The more complex a software system is, the more likely it is that programmers will make mistakes that introduce faults which can lead to execution failures. A risk in a software system can be viewed as a potential problem, and a problem is a risk that has manifested. In order to reduce the risk of software operations, code which has the potential to cause problems has to be identified so that necessary actions (e.g., performing a more thorough testing on such code) can be taken to prevent any such problems from occurring. Consequently, this can help programmers detect faults in the software before it is deployed and reduce the overall maintenance code.
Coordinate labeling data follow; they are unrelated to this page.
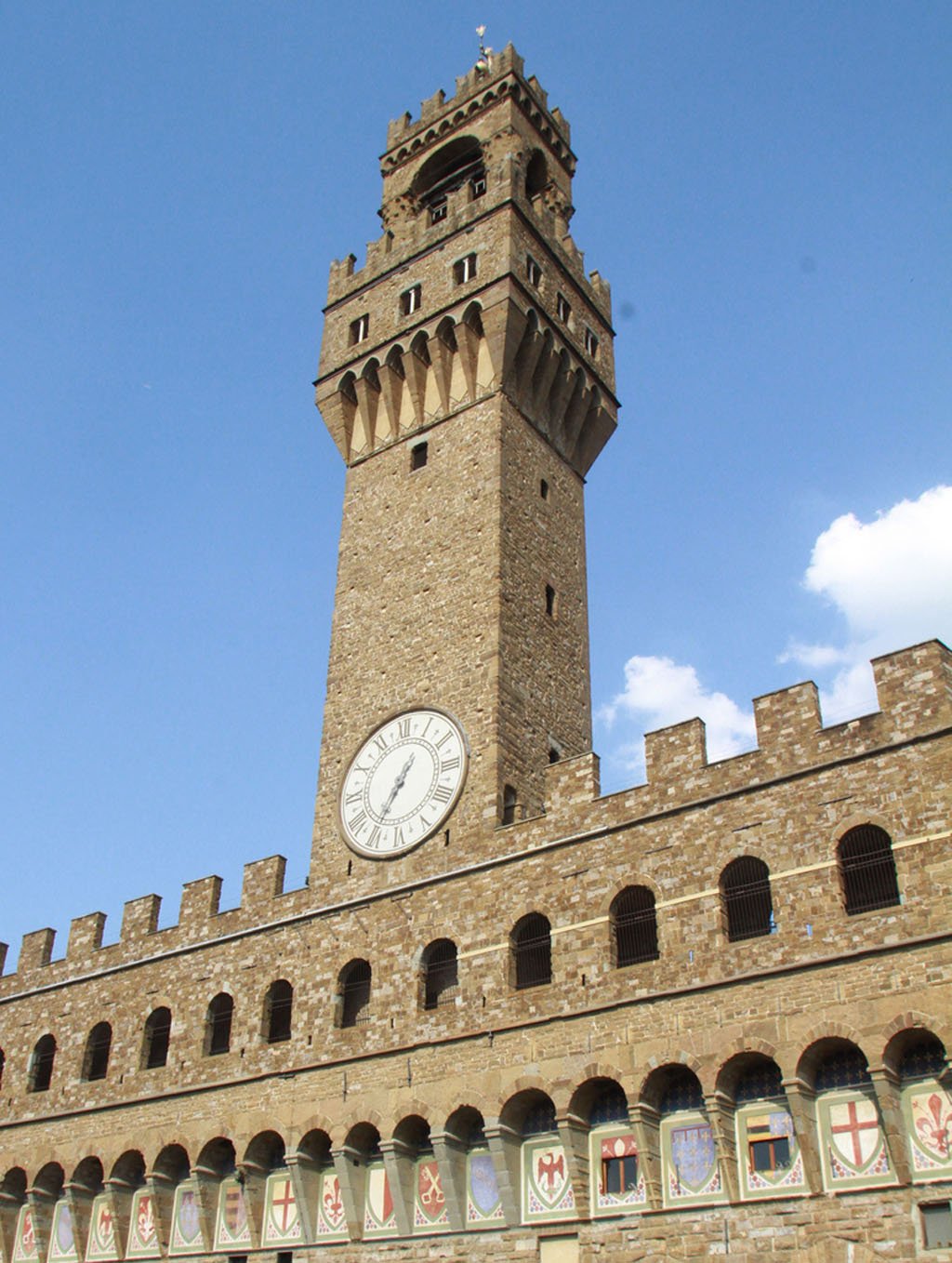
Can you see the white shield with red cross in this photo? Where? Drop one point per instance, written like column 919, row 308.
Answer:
column 853, row 1132
column 282, row 1216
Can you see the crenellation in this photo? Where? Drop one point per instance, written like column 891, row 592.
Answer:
column 432, row 106
column 85, row 936
column 140, row 917
column 673, row 751
column 571, row 780
column 787, row 724
column 916, row 685
column 201, row 900
column 35, row 950
column 263, row 881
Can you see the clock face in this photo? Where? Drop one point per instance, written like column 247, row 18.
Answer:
column 403, row 783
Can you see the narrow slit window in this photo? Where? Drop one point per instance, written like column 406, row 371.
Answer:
column 278, row 1005
column 465, row 269
column 411, row 299
column 360, row 328
column 158, row 1030
column 937, row 1225
column 218, row 1025
column 508, row 804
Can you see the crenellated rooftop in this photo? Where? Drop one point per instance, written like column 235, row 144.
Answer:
column 914, row 688
column 403, row 131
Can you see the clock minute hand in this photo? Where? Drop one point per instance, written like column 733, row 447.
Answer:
column 398, row 784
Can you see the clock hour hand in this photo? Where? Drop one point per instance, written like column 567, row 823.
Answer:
column 398, row 786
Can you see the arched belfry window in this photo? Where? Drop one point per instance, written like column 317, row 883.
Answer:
column 447, row 169
column 867, row 869
column 536, row 175
column 532, row 951
column 278, row 1004
column 353, row 993
column 99, row 1046
column 42, row 1058
column 441, row 974
column 745, row 898
column 634, row 926
column 218, row 1025
column 155, row 1044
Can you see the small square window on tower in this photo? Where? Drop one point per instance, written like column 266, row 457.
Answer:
column 360, row 328
column 411, row 299
column 465, row 269
column 937, row 1225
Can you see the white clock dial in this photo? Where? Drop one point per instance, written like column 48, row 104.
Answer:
column 403, row 783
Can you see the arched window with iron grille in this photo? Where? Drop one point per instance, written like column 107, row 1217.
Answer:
column 867, row 869
column 95, row 1064
column 278, row 1004
column 532, row 951
column 745, row 898
column 42, row 1065
column 441, row 974
column 634, row 926
column 353, row 998
column 218, row 1025
column 155, row 1044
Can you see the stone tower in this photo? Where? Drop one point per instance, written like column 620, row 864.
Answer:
column 466, row 377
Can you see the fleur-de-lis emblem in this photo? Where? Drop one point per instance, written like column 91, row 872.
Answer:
column 334, row 1206
column 934, row 1129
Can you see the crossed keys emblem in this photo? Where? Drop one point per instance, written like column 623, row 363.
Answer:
column 29, row 1239
column 430, row 1195
column 549, row 1167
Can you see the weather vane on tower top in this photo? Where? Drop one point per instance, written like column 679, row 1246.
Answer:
column 485, row 60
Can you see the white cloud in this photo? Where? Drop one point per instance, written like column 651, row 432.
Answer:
column 892, row 581
column 659, row 691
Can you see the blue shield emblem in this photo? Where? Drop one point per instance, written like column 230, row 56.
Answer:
column 692, row 1154
column 483, row 1189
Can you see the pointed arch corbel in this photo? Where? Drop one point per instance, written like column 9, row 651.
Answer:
column 416, row 373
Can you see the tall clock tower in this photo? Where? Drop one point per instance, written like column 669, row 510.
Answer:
column 466, row 377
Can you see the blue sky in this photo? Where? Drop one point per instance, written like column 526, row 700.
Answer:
column 765, row 186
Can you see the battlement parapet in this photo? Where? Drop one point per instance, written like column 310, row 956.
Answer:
column 914, row 691
column 473, row 81
column 388, row 253
column 140, row 937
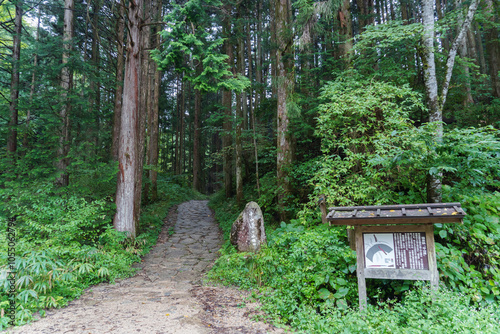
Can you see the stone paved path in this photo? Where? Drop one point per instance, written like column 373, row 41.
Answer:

In this paper, we propose a static and a dynamic risk model using metrics collected based on the source code; more specifically, metrics which are either related to the static structure of the source code or the dynamic test coverage of the code. The computation of the risk of code is automated at different granularity levels ranging from basic blocks to functions. An experiment to demonstrate the feasibility of using our method is reported. High risk code, so identified by our method, can be integrated with information collected from other software quality assurance practices to further ensure the safe operation of software applications.